I use Rome library but not found any solution.
how to get image's url in item with Rome library ?

I for that get image tag , build new rss parser on the following:
public class NewRssParser extends RSS094Parser implements WireFeedParser {
public NewRssParser() {
this("rss_2.0");
}
protected NewRssParser(String type) {
super(type);
}
protected String getRSSVersion() {
return "2.0";
}
protected boolean isHourFormat24(Element rssRoot) {
return false;
}
protected Description parseItemDescription(Element rssRoot, Element eDesc) {
Description desc = super.parseItemDescription(rssRoot, eDesc);
desc.setType("text/html"); // change as per
// https://rome.dev.java.net/issues/show_bug.cgi?id=26
return desc;
}
public boolean isMyType(Document document) {
boolean ok;
Element rssRoot = document.getRootElement();
ok = rssRoot.getName().equals("rss");
if (ok) {
ok = false;
Attribute version = rssRoot.getAttribute("version");
if (version != null) {
// At this point, as far ROME is concerned RSS 2.0, 2.00 and
// 2.0.X are all the same, so let's use startsWith for leniency.
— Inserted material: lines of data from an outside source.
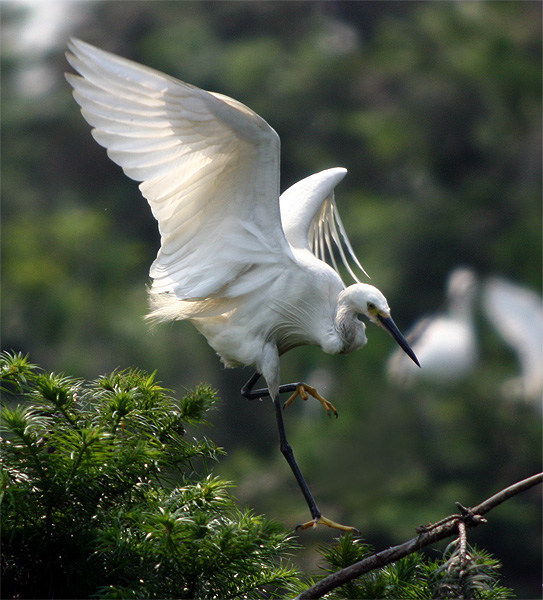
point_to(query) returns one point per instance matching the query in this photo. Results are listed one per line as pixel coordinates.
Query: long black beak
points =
(388, 325)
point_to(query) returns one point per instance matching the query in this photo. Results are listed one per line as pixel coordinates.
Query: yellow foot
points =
(324, 521)
(304, 391)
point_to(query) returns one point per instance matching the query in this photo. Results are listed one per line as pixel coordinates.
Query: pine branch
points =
(451, 525)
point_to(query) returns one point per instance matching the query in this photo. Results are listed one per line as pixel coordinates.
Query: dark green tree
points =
(101, 496)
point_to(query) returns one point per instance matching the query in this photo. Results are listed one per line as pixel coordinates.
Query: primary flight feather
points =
(245, 266)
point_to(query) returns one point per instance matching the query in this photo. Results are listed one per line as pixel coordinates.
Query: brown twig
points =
(470, 517)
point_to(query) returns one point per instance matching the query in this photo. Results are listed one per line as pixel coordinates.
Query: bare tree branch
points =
(470, 517)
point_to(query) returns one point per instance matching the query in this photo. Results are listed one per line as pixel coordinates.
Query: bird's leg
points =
(297, 389)
(304, 391)
(286, 450)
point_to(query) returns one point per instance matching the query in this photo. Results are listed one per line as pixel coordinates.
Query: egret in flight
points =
(246, 267)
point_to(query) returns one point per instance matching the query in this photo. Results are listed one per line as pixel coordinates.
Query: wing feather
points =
(311, 220)
(208, 165)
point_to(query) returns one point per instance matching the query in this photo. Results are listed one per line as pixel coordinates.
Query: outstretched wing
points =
(311, 220)
(209, 167)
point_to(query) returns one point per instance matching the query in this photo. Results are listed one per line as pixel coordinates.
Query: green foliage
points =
(475, 575)
(101, 496)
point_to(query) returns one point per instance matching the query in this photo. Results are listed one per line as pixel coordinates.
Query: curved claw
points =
(324, 521)
(304, 391)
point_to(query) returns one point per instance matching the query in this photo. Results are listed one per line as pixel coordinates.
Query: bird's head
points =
(363, 300)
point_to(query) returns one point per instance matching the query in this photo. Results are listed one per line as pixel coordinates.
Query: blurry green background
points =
(435, 110)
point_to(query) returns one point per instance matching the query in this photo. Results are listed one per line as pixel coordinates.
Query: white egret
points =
(446, 343)
(516, 313)
(244, 268)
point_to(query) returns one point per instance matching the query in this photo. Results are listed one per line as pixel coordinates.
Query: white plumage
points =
(446, 343)
(247, 269)
(516, 312)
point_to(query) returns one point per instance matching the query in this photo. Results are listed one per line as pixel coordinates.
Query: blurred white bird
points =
(517, 315)
(445, 344)
(247, 270)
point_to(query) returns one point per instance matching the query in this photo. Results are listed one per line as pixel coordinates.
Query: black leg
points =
(248, 392)
(286, 450)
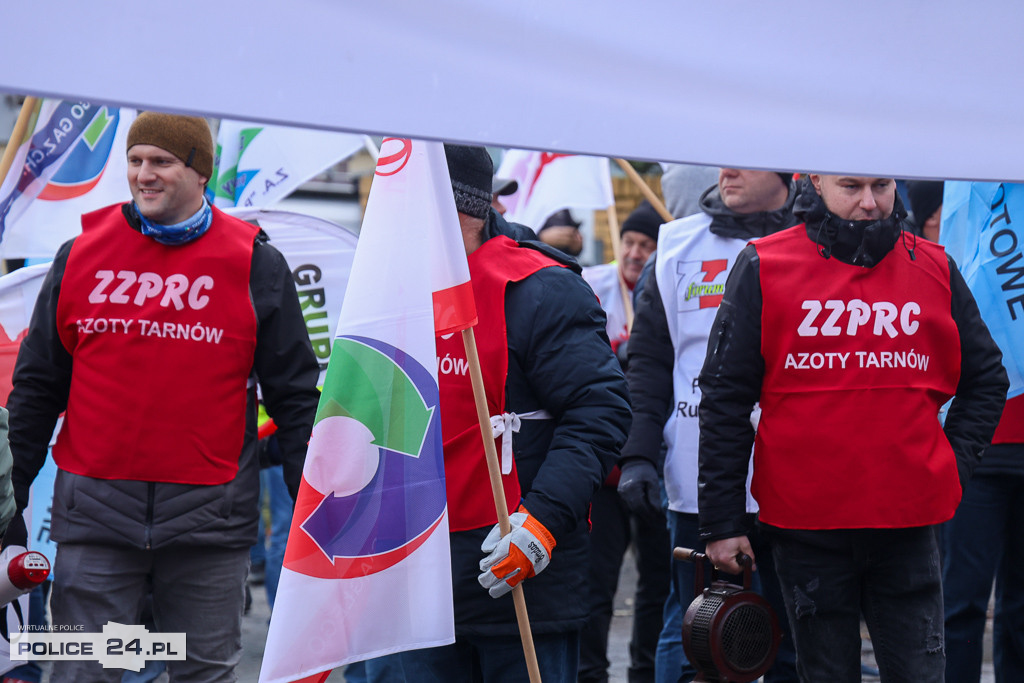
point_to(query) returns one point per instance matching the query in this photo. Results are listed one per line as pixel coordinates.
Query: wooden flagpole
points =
(494, 470)
(645, 189)
(15, 136)
(616, 250)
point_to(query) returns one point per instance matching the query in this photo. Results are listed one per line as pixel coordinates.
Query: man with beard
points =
(851, 335)
(675, 311)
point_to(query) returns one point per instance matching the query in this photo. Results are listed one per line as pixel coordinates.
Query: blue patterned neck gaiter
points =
(179, 233)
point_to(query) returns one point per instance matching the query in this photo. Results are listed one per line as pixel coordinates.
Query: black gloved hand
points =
(640, 489)
(16, 534)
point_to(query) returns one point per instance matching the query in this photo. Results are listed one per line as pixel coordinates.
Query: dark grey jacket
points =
(144, 514)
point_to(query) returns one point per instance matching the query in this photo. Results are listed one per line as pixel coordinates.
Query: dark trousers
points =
(613, 528)
(480, 659)
(832, 579)
(672, 663)
(985, 541)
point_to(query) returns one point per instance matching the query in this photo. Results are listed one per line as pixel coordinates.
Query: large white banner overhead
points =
(875, 87)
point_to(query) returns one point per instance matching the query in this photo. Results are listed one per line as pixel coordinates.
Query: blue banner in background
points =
(983, 230)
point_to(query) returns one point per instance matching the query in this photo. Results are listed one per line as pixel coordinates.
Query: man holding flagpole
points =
(151, 332)
(560, 412)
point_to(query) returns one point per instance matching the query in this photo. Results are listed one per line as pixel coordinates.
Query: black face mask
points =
(861, 243)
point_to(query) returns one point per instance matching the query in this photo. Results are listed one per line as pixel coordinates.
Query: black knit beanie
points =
(644, 219)
(187, 137)
(471, 170)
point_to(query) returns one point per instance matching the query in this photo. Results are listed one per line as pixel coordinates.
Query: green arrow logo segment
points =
(96, 128)
(364, 384)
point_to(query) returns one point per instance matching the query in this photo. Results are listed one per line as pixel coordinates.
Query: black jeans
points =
(984, 541)
(891, 578)
(613, 529)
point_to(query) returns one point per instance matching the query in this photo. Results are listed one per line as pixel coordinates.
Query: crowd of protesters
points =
(727, 385)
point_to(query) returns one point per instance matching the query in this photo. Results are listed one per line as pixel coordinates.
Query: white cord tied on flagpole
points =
(505, 425)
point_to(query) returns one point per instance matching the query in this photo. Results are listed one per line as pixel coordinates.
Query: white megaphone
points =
(20, 570)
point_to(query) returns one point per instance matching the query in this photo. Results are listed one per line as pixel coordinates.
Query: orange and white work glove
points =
(524, 552)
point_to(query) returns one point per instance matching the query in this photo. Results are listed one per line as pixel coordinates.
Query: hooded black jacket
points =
(730, 380)
(560, 360)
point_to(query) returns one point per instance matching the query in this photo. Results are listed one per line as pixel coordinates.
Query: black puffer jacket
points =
(730, 380)
(142, 514)
(650, 352)
(560, 360)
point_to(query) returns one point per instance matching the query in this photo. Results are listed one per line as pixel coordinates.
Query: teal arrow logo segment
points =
(364, 384)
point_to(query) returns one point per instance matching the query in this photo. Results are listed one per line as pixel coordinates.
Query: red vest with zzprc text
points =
(857, 364)
(162, 340)
(471, 504)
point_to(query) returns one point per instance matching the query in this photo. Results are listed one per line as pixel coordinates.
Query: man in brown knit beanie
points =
(151, 332)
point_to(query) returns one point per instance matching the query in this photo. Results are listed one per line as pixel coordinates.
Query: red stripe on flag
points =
(455, 308)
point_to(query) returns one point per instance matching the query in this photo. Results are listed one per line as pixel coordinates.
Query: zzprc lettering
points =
(848, 316)
(127, 287)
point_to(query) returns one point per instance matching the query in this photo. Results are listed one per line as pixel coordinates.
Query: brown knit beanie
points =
(187, 137)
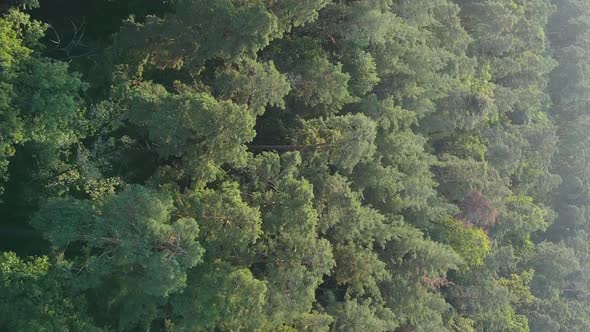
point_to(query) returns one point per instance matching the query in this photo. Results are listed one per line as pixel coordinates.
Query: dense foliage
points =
(286, 165)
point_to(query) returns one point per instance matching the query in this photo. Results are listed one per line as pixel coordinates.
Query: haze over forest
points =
(295, 165)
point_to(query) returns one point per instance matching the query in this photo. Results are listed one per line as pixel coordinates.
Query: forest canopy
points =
(295, 165)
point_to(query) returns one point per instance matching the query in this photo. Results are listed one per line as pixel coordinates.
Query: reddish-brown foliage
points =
(477, 210)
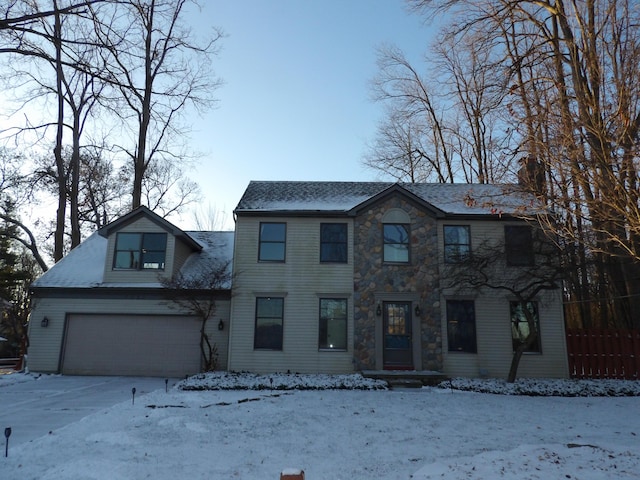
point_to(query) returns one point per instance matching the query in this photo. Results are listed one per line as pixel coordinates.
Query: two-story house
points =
(101, 310)
(328, 277)
(346, 276)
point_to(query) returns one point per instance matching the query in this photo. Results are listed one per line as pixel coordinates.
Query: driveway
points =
(40, 405)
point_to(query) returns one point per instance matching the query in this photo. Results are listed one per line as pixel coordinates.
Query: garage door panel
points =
(131, 345)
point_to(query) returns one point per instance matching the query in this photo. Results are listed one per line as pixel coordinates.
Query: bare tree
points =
(197, 295)
(524, 274)
(413, 143)
(571, 75)
(158, 70)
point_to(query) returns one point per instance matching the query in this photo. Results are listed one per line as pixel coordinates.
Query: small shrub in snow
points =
(279, 381)
(547, 387)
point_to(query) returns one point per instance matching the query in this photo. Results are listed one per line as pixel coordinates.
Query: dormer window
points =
(140, 251)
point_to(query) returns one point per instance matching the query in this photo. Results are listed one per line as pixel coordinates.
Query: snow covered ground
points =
(255, 427)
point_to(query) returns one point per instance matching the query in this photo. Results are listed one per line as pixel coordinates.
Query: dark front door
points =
(397, 354)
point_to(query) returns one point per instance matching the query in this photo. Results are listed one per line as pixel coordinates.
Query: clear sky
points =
(296, 101)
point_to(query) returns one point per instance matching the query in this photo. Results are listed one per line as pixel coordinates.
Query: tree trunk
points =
(58, 248)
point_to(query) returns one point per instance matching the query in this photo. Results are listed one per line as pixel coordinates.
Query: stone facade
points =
(417, 281)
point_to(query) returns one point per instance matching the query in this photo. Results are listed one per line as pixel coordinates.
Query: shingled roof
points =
(83, 267)
(349, 197)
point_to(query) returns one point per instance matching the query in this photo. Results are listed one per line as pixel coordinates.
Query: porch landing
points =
(406, 378)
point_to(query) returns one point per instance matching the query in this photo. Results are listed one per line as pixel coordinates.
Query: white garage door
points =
(135, 345)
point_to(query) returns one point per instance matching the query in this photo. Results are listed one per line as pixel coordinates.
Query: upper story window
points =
(333, 242)
(396, 242)
(518, 242)
(272, 242)
(457, 243)
(140, 251)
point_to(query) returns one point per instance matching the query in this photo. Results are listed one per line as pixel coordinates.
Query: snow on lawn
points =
(261, 428)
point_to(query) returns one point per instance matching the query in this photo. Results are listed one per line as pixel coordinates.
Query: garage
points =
(131, 345)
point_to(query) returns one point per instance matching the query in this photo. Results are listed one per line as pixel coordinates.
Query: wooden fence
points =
(604, 353)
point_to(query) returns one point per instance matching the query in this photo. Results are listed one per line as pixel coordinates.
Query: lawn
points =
(252, 427)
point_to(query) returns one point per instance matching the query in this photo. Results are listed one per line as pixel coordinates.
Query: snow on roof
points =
(450, 198)
(83, 267)
(217, 249)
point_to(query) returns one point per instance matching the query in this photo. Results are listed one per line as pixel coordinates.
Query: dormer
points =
(142, 246)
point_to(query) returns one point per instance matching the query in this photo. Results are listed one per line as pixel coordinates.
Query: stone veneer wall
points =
(372, 277)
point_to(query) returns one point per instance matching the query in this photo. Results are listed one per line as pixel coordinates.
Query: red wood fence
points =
(604, 353)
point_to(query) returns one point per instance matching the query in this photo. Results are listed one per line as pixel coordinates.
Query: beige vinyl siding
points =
(493, 337)
(46, 343)
(493, 323)
(142, 225)
(302, 280)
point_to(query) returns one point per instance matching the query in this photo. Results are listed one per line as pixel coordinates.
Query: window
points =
(518, 245)
(396, 242)
(461, 326)
(333, 324)
(457, 243)
(269, 316)
(140, 251)
(333, 242)
(272, 242)
(520, 326)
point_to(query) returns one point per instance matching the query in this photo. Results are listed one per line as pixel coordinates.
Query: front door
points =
(397, 354)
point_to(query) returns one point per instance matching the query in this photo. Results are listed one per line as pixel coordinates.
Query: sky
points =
(422, 434)
(296, 100)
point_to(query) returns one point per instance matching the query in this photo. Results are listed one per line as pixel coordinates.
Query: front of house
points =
(340, 276)
(102, 311)
(328, 277)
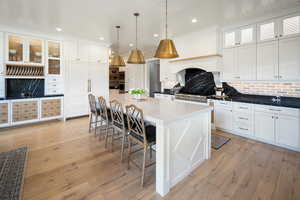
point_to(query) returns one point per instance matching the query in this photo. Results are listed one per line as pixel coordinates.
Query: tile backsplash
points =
(288, 89)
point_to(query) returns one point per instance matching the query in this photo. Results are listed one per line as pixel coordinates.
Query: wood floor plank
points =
(66, 162)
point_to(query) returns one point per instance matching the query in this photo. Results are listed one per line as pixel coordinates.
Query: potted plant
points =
(138, 93)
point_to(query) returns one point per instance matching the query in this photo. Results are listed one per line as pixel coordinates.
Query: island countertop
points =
(160, 109)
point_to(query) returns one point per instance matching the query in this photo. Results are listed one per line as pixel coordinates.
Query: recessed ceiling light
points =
(58, 29)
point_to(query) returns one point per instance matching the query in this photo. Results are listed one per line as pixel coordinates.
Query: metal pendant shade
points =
(136, 55)
(166, 47)
(117, 60)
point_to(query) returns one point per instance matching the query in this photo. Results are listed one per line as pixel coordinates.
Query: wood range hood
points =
(210, 63)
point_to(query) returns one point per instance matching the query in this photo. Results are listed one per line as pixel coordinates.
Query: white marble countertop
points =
(161, 110)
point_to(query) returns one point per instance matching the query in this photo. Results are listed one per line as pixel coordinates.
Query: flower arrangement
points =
(137, 93)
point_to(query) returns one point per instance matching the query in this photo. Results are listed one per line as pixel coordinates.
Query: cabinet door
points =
(267, 31)
(83, 51)
(35, 51)
(265, 126)
(76, 94)
(247, 35)
(288, 131)
(223, 118)
(230, 71)
(247, 62)
(15, 49)
(290, 26)
(230, 39)
(267, 61)
(289, 59)
(98, 79)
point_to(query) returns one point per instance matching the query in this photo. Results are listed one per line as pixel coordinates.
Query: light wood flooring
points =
(67, 163)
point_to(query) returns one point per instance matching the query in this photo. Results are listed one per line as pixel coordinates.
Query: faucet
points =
(276, 99)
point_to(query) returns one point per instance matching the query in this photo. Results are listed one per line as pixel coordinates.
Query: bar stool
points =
(94, 113)
(105, 118)
(143, 135)
(118, 124)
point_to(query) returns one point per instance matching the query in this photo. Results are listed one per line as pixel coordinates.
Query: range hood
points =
(209, 63)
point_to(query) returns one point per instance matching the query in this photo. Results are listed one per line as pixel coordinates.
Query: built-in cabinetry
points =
(4, 113)
(2, 80)
(268, 50)
(22, 111)
(275, 125)
(24, 50)
(86, 72)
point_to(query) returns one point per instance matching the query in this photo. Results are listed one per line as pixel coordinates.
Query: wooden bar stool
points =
(105, 118)
(143, 135)
(118, 124)
(94, 116)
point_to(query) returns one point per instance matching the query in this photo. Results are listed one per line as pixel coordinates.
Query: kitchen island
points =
(183, 134)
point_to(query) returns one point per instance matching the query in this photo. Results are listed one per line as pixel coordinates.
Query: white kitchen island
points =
(183, 134)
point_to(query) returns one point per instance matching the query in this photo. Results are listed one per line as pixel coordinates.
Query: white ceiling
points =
(92, 19)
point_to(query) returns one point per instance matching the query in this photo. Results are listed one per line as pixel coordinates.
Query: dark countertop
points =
(290, 102)
(45, 96)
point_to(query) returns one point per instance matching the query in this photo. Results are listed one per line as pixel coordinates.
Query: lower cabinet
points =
(288, 131)
(223, 119)
(25, 111)
(22, 111)
(265, 126)
(275, 125)
(51, 108)
(4, 113)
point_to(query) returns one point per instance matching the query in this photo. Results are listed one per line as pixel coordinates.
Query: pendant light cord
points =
(166, 19)
(136, 32)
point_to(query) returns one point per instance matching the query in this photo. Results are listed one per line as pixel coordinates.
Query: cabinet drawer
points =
(224, 103)
(53, 79)
(242, 107)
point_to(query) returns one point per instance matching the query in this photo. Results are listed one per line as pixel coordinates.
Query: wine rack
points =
(21, 70)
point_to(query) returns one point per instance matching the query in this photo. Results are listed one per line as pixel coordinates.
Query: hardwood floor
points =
(67, 163)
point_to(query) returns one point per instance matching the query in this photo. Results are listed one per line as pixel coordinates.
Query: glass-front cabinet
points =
(24, 50)
(54, 57)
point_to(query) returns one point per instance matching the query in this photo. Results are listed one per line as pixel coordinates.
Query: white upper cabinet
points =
(267, 61)
(230, 71)
(289, 59)
(289, 26)
(24, 50)
(230, 39)
(267, 31)
(247, 35)
(246, 62)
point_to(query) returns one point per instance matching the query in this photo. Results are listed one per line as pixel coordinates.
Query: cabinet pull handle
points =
(243, 107)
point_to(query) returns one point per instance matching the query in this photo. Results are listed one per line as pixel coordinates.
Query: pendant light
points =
(136, 55)
(117, 60)
(166, 48)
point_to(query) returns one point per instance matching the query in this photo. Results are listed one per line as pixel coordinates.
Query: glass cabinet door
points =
(15, 48)
(35, 51)
(53, 49)
(54, 63)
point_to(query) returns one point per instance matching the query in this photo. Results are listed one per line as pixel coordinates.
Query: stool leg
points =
(129, 153)
(144, 166)
(123, 144)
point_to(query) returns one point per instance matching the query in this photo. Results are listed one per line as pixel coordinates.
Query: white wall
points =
(202, 42)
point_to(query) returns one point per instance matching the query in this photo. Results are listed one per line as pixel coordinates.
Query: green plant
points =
(137, 91)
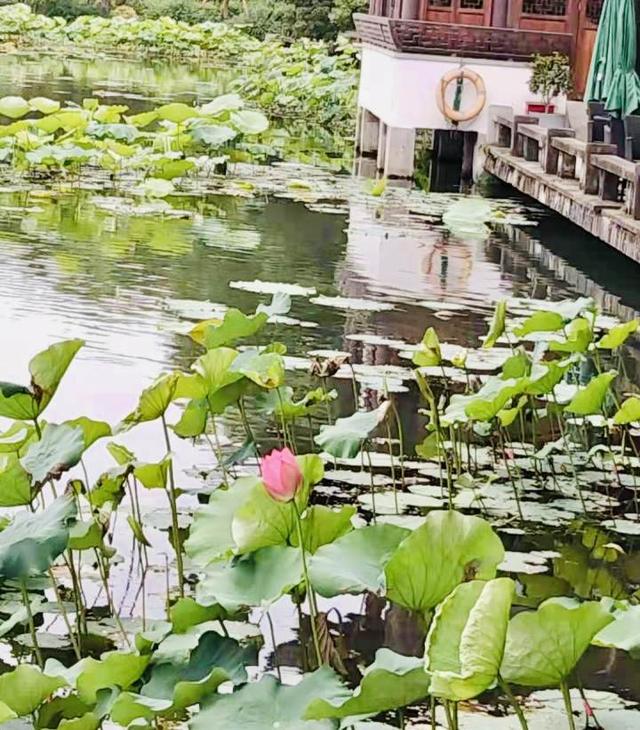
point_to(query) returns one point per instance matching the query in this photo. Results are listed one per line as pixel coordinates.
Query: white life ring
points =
(441, 95)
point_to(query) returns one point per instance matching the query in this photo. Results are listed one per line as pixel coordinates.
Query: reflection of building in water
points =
(390, 253)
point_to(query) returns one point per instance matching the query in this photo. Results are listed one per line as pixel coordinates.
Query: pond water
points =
(128, 284)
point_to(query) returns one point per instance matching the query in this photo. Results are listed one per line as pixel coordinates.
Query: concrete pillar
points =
(410, 10)
(400, 152)
(382, 146)
(369, 128)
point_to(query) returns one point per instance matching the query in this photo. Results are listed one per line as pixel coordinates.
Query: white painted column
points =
(369, 133)
(400, 151)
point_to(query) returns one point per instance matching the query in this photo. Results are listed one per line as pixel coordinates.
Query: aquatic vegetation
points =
(156, 147)
(266, 533)
(299, 81)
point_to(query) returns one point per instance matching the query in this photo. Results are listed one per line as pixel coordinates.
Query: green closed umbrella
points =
(612, 76)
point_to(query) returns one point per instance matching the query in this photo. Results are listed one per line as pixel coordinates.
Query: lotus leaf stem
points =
(307, 583)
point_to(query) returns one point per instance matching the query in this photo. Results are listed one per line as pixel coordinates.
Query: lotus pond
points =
(448, 534)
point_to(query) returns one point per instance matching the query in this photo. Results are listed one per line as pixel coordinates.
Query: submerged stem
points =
(32, 626)
(173, 504)
(566, 696)
(514, 703)
(307, 585)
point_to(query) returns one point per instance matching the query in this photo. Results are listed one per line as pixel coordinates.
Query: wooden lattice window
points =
(594, 10)
(545, 7)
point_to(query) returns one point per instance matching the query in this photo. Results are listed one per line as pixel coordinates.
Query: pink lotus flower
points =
(281, 475)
ok = version.getValue().startsWith(getRSSVersion());
}
}
return ok;
}
#Override
public Item parseItem(Element arg0, Element arg1) {
Item item = super.parseItem(arg0, arg1);
Element imageElement = arg1.getChild("image", getRSSNamespace());
if (imageElement != null) {
String imageUrl = imageElement.getText();
Element urlElement = imageElement.getChild("url");
imageUrl = urlElement != null ? urlElement.getText() : imageUrl;
Enclosure enc = new Enclosure();
enc.setType("image");
enc.setUrl(imageUrl);
item.getEnclosures().add(enc);
}
return item;
}
}
in the class override parseItem method and add code for get image element and add image's url to Enclosures.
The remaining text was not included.